Read full Mode review →

Hex , 4.4/5

Best for SQL plus Python notebook teams.

Hex is a notebook-native analytics workspace that blends SQL, Python, and no-code cells in a single reactive environment, then lets you publish the results as polished, interactive data apps. Its Magic AI features can write queries, generate charts, and explain code from natural-language prompts, giving you some of ThoughtSpot's AI assistance inside a more structured, warehouse-connected notebook workflow. Hex shines for data teams that live in SQL but still want Python flexibility, with strong connections to Snowflake, BigQuery, and other databases, plus version control, scheduling, and reusable components. Where ThoughtSpot is search-first for business users, Hex centers on a reproducible project graph and shareable apps that analysts build and hand to stakeholders. It supports collaboration with commenting and review, and parameterized apps that stakeholders can interact with directly. A free tier is available for individuals, with paid plans scaling collaboration, compute, and governance. Choose Hex if you want AI assistance layered on a serious, SQL-centric notebook and analytics platform rather than a no-code search interface.

Read full Hex review →

DataRobot , 4.4/5

Best for Enterprise AutoML in production.
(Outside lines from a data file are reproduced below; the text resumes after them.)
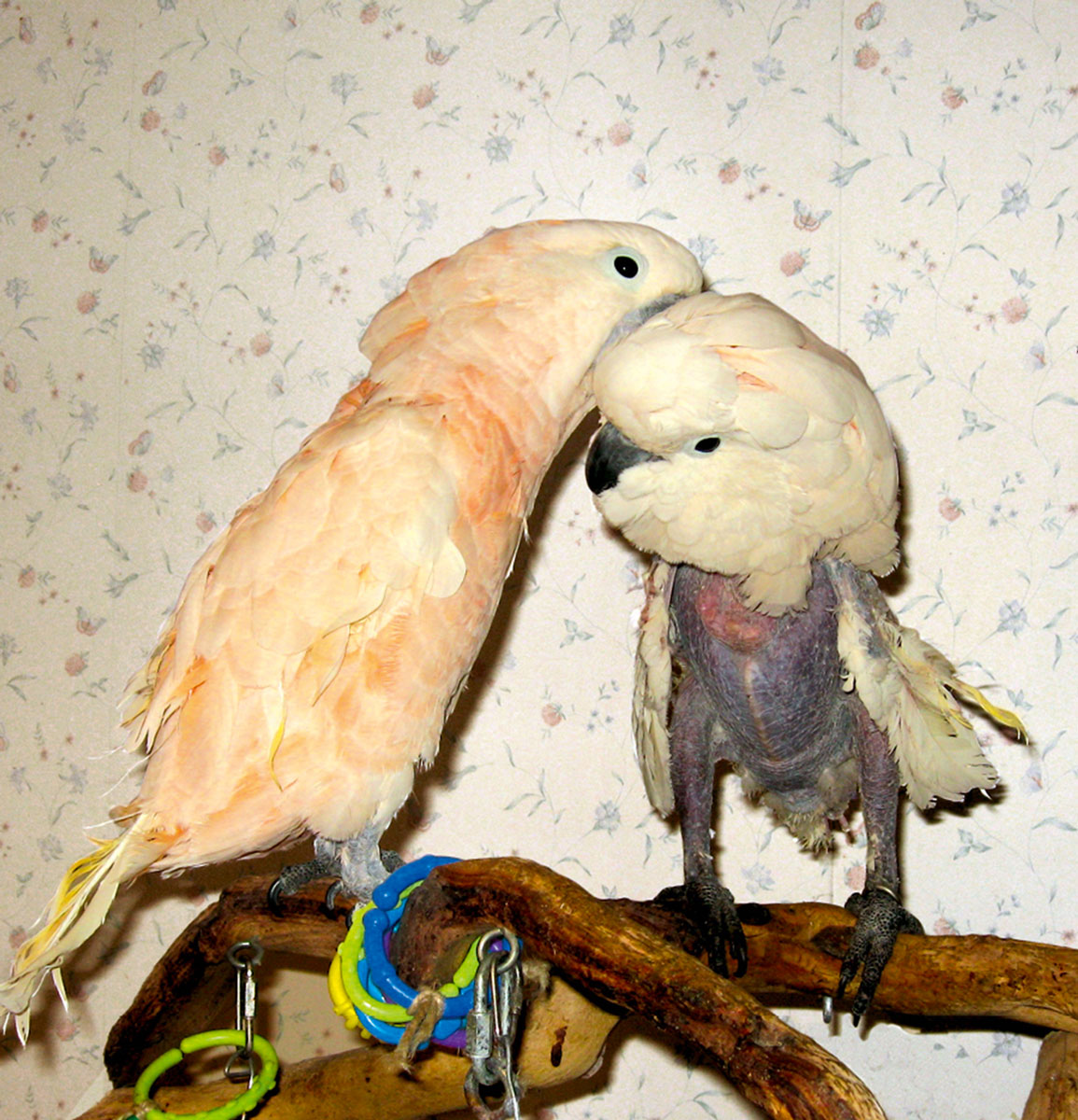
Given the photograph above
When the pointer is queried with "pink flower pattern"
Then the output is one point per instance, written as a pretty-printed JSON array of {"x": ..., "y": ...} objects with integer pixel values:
[{"x": 204, "y": 205}]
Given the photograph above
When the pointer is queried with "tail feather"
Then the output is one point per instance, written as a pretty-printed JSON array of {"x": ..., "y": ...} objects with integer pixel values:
[{"x": 78, "y": 907}]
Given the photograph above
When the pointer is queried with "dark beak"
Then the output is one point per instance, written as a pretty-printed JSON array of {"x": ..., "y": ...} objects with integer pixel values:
[{"x": 609, "y": 454}]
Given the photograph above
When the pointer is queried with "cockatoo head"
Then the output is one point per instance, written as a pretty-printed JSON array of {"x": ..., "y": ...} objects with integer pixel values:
[{"x": 740, "y": 442}]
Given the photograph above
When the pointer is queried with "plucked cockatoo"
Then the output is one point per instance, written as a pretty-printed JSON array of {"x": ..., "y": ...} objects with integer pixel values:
[
  {"x": 754, "y": 462},
  {"x": 319, "y": 643}
]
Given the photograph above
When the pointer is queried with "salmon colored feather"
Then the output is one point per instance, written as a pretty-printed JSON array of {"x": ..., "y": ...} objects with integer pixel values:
[{"x": 320, "y": 641}]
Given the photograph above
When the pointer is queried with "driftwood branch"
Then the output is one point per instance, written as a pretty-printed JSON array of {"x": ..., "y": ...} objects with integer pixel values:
[{"x": 637, "y": 957}]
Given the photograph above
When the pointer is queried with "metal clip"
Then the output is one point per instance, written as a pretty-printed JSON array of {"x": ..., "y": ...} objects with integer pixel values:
[
  {"x": 492, "y": 1029},
  {"x": 244, "y": 957}
]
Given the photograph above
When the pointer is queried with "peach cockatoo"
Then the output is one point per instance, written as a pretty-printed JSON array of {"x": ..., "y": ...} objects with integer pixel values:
[
  {"x": 754, "y": 462},
  {"x": 319, "y": 643}
]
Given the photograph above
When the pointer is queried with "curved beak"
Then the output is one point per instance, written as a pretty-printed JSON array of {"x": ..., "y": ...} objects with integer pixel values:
[{"x": 609, "y": 454}]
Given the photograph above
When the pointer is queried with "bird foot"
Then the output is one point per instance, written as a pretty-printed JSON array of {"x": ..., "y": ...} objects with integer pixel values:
[
  {"x": 357, "y": 865},
  {"x": 881, "y": 917},
  {"x": 711, "y": 907}
]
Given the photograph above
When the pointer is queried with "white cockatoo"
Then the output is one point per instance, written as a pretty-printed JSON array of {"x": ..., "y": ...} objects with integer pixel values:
[
  {"x": 754, "y": 462},
  {"x": 319, "y": 643}
]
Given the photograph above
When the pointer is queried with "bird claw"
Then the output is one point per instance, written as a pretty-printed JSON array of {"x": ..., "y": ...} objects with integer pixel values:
[
  {"x": 357, "y": 866},
  {"x": 711, "y": 907},
  {"x": 881, "y": 917},
  {"x": 294, "y": 877}
]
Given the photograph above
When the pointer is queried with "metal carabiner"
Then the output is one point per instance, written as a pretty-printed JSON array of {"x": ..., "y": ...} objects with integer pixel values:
[{"x": 244, "y": 957}]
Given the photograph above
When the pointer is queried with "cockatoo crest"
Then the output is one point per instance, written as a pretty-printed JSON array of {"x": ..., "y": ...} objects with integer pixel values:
[{"x": 766, "y": 448}]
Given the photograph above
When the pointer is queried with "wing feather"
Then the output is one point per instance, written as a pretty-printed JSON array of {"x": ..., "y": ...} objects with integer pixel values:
[{"x": 908, "y": 688}]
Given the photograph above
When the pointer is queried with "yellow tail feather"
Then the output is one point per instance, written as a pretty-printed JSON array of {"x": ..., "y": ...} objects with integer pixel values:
[{"x": 78, "y": 907}]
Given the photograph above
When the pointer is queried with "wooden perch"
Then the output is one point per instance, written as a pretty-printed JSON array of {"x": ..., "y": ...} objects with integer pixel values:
[{"x": 627, "y": 953}]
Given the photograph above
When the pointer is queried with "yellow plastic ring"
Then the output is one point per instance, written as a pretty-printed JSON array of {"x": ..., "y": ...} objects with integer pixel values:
[
  {"x": 246, "y": 1100},
  {"x": 344, "y": 981}
]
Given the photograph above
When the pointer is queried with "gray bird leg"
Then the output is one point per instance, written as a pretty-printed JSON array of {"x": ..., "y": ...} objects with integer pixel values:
[
  {"x": 693, "y": 759},
  {"x": 881, "y": 917},
  {"x": 357, "y": 865}
]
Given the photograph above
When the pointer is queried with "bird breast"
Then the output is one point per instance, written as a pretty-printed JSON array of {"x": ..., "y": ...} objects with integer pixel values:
[{"x": 775, "y": 684}]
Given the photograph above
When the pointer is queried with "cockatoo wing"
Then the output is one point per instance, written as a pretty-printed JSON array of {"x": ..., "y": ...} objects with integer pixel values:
[
  {"x": 652, "y": 689},
  {"x": 363, "y": 511},
  {"x": 908, "y": 688}
]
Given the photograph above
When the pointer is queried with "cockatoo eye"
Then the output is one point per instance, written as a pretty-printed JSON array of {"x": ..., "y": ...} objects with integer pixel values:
[{"x": 625, "y": 266}]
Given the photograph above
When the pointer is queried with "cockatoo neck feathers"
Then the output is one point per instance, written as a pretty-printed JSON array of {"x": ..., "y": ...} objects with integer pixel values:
[{"x": 799, "y": 460}]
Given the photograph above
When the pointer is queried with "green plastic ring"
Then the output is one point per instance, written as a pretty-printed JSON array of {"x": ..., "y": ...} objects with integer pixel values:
[{"x": 246, "y": 1100}]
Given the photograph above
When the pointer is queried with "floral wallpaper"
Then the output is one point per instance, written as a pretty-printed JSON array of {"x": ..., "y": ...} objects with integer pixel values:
[{"x": 202, "y": 206}]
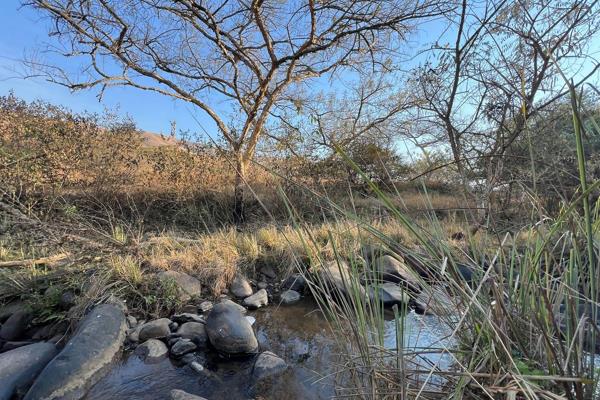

DataRobot is an enterprise AutoML platform focused on building, deploying, and monitoring predictive and generative AI models at scale. Rather than search-driven data exploration, it automates the machine-learning pipeline: feature engineering, model training across many algorithms, validation, and ranking, then handles deployment, monitoring, and drift detection in production through its MLOps tooling. Compared with ThoughtSpot, DataRobot is aimed at data scientists and enterprises that need governed, production-grade models, not natural-language analytics for business users. It supports both automated and code-first workflows, integrates with enterprise data sources, and emphasizes explainability, compliance, and governance, which matters for regulated industries. Teams use it to forecast demand, predict churn, detect fraud, and operationalize models that feed live business systems. DataRobot is priced for enterprise deployments rather than individual analysts, typically via custom plans and trials. Choose DataRobot when your real goal is deploying and maintaining reliable predictive models in production, with the scale, monitoring, and governance an enterprise requires.

Read full DataRobot review →

Dataiku , 4.4/5

Best for End-to-end governed data science.

Dataiku is a full end-to-end data-science and machine-learning platform that combines a visual flow builder with code (Python, R, SQL) so technical and non-technical users can collaborate on the same projects. It covers the whole lifecycle: data preparation and cleaning, visual or coded modeling, AutoML, deployment, and ongoing monitoring, with governance, access controls, and project documentation built in. Compared with ThoughtSpot, Dataiku is an enterprise-scale workbench for teams that need to operationalize data pipelines and models, not just answer business questions through natural-language search. Its drag-and-drop recipes let analysts build workflows without code, while data scientists can drop into notebooks when needed, making it a strong bridge between business and engineering. It also includes generative AI features and connects to a wide range of databases, cloud storage, and warehouses. Dataiku offers a free edition for getting started, with enterprise plans adding collaboration, governance, and MLOps at scale. Choose Dataiku when you need one governed platform spanning prep, modeling, and deployment across a whole team.